Kurtuluş Savaşı sonrası Cumhuriyetin, buğday politikalarına yaklaşımı ve politikasının gereği yasal ve pratik uygulamasına kısaca bakalım.
1932'de çıkarılan yasa ile üretici lehine fiyatların belli bir düzeyin altına düşmemesi için devlet buğday alım satımına Ziraat Bankası aracılığıyla müdahale eder. Tahıl alımları için Ziraat Bankası'na 6 milyon TL kredi açılır. Ziraat Bankası'na üreticinin buğdayını satın alma yetkisi verilir. 1932'de de devlet Banka aracılığıyla en önemli ürün olan buğdayın alımına girdi. Buğday ile birlikte diğer hububat türlerinin de pazar sorunundan ötürü destekleme kapsamı içine alınmaları gereği duyulmuş, bu ürünlerin alım işleri TC Ziraat Bankası'nca yürütülemeyecek kadar kapsamlı olduğundan, 1938 yılında 3491 sayılı yasa ile TMO kurularak bu görevi devir alır.

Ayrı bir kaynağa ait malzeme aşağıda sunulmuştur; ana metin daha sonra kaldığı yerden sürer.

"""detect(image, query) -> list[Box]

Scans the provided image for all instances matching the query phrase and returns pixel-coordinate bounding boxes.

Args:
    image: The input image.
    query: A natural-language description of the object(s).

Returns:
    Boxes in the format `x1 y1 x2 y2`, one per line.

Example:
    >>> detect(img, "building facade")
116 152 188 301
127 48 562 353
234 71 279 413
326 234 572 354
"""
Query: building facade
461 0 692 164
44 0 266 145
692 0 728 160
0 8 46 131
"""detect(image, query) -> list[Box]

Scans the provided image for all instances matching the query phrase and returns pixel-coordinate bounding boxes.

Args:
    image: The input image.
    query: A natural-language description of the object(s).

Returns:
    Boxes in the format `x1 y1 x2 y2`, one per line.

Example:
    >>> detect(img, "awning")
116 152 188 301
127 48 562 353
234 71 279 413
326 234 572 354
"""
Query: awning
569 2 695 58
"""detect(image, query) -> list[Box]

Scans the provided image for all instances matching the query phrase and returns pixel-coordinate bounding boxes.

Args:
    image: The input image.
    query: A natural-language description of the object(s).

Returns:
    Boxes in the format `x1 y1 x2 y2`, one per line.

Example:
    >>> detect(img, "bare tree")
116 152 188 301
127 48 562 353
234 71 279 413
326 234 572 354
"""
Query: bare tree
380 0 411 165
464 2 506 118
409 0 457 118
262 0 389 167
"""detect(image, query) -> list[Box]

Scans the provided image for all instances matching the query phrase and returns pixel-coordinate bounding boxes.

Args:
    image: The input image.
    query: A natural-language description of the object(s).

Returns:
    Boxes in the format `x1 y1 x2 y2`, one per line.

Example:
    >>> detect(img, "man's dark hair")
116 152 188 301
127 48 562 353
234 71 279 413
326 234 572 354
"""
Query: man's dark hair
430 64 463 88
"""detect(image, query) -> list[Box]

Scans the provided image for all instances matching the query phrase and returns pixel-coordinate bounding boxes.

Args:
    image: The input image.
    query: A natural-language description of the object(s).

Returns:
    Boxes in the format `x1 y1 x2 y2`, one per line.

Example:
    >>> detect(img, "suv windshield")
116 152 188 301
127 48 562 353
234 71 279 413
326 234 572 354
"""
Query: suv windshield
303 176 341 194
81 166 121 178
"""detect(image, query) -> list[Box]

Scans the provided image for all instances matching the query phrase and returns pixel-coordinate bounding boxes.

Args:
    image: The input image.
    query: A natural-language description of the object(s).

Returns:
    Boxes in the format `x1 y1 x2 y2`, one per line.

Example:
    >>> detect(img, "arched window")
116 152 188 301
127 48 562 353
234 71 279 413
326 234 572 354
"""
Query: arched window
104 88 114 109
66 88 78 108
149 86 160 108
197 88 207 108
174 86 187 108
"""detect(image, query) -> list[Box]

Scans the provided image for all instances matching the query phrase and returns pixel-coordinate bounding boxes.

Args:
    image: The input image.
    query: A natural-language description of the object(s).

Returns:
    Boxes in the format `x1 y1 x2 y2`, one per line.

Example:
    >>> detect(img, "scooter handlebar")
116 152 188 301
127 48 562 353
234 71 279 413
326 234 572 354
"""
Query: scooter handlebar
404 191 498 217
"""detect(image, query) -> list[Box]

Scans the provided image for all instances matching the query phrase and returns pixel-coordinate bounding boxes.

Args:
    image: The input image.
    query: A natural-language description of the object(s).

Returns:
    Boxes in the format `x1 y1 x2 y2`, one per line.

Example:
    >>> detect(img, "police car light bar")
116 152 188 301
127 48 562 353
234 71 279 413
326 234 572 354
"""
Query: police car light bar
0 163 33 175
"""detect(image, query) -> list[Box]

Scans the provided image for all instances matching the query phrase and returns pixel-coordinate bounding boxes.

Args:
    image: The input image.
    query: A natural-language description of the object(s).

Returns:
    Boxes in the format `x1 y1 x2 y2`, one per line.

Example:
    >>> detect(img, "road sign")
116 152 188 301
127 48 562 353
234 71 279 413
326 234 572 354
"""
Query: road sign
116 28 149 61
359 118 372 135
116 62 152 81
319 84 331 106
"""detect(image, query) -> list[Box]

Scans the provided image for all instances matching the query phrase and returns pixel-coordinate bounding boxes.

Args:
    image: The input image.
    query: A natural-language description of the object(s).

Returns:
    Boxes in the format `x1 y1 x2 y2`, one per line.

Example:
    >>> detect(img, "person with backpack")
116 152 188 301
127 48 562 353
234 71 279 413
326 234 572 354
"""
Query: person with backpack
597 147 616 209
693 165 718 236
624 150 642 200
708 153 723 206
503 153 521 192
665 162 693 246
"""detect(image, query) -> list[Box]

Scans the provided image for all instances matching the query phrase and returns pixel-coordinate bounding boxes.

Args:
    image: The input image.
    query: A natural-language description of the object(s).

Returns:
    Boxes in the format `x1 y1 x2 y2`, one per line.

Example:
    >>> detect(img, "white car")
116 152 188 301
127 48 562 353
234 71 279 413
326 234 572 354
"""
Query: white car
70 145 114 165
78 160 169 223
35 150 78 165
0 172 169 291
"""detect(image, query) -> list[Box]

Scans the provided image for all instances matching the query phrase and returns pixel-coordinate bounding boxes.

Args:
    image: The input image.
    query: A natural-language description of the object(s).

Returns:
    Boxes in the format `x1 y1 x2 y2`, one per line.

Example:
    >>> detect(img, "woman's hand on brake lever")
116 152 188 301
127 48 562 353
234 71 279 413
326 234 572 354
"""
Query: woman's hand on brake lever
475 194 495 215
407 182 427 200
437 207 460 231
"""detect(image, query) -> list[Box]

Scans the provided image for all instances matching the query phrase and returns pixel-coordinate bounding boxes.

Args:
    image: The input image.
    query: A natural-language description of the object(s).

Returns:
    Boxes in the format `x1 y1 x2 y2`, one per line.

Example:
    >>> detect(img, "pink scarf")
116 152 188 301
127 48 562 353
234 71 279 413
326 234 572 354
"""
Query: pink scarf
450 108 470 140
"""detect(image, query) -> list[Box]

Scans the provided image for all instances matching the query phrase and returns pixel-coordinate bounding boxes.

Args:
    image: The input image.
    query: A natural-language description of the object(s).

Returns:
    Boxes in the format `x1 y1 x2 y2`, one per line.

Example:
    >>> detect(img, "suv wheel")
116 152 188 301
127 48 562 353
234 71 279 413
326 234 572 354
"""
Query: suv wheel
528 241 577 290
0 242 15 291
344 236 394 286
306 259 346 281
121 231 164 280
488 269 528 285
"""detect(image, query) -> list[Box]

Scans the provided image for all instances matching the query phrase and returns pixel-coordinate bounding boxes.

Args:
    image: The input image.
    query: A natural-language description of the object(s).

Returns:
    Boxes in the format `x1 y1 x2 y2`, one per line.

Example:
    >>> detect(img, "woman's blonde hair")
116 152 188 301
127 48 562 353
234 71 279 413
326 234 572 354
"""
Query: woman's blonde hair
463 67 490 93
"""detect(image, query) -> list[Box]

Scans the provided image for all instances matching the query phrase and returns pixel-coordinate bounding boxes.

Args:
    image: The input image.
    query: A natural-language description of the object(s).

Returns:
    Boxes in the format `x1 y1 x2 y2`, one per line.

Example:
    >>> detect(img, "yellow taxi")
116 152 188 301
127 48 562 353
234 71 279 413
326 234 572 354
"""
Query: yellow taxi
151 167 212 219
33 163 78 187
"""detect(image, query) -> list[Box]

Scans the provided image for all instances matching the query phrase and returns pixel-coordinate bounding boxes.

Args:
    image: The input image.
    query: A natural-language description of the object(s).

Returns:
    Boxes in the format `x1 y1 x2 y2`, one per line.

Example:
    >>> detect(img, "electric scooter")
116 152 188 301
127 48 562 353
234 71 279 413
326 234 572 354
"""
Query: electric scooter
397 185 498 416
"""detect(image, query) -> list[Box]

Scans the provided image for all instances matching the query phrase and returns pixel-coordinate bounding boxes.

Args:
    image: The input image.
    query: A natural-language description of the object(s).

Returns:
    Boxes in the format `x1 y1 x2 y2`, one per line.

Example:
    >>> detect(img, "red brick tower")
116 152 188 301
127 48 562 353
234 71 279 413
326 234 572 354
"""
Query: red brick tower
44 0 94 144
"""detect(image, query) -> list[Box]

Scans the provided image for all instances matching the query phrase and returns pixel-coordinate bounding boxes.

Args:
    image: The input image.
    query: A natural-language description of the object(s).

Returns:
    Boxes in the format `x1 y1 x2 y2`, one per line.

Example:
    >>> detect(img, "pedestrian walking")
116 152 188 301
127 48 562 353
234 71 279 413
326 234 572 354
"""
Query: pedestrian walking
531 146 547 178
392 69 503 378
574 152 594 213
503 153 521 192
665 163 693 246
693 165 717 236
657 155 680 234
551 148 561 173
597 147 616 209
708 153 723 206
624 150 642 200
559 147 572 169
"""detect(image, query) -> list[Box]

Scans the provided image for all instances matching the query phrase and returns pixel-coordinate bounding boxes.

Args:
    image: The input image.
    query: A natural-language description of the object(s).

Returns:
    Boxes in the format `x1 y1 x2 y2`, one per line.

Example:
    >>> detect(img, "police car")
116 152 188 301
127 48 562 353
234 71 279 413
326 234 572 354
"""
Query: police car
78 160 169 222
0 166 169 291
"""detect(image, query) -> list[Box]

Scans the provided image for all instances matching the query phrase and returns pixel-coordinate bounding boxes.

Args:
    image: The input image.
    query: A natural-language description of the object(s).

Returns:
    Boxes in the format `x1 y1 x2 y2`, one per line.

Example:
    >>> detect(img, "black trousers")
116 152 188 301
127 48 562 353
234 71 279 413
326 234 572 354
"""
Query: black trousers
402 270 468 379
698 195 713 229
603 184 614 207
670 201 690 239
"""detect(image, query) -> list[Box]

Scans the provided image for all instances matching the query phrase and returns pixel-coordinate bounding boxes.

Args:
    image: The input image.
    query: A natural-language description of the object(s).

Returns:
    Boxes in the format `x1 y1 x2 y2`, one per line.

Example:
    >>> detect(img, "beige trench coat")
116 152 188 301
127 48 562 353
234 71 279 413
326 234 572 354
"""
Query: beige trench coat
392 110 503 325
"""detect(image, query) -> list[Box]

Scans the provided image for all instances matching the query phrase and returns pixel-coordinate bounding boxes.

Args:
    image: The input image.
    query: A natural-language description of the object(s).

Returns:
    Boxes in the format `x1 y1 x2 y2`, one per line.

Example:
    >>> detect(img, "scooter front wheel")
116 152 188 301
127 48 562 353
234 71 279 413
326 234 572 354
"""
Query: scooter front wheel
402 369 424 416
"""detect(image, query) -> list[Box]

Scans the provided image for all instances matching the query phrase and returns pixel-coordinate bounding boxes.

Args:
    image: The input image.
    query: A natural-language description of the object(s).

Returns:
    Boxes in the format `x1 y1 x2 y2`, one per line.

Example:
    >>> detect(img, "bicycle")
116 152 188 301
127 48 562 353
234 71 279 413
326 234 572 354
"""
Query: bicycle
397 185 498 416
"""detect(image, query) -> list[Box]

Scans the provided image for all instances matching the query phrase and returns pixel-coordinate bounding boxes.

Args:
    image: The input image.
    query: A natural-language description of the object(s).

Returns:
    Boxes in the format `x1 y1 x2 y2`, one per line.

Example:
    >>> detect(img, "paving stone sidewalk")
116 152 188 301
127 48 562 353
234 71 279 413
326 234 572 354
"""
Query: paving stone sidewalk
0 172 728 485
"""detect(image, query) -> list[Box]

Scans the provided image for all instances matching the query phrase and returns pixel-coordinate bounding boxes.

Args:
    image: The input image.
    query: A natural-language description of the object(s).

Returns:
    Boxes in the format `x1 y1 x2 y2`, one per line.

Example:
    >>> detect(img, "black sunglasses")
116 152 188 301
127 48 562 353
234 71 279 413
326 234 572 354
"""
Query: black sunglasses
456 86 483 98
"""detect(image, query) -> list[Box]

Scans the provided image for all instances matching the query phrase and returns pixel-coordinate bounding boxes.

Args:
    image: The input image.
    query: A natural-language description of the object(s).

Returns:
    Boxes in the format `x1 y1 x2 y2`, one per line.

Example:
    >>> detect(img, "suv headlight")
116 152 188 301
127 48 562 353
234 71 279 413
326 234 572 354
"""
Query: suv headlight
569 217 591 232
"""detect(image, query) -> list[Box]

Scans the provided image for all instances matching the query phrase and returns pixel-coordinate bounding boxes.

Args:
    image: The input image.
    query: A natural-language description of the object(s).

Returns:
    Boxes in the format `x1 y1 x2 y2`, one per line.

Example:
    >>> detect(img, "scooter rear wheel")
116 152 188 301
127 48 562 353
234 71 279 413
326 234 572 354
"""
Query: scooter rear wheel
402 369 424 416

13.07.1938 tarih 3491 Numaralı Yasa ve 30 milyon sermaye ile kurulan ve 1959 yılına doğru sermayesi 600 milyon TL' ye (260 milyon TL'si ödenmiştir) yükselen İktisadi Devlet Kuruluşu Toprak Mahsulleri Ofisi'nin (TMO), kuruluş amacı ise yasa da şöyle belirtilmiştir: Üreticilerden tahıl satın almak, alınan tahılları iç ve dış pazara sürmek, devlet tahıl yedeklerini oluşturmak, iç pazarda ürün fiyatlarını düzenlemek, tahıl standardizasyonunu izlemek un değirmenleri, ekmek fabrikaları, tahıl ambarları kurmak, sınai şirketler kurmak ve benzeri görevler TMO'ya verilmiştir.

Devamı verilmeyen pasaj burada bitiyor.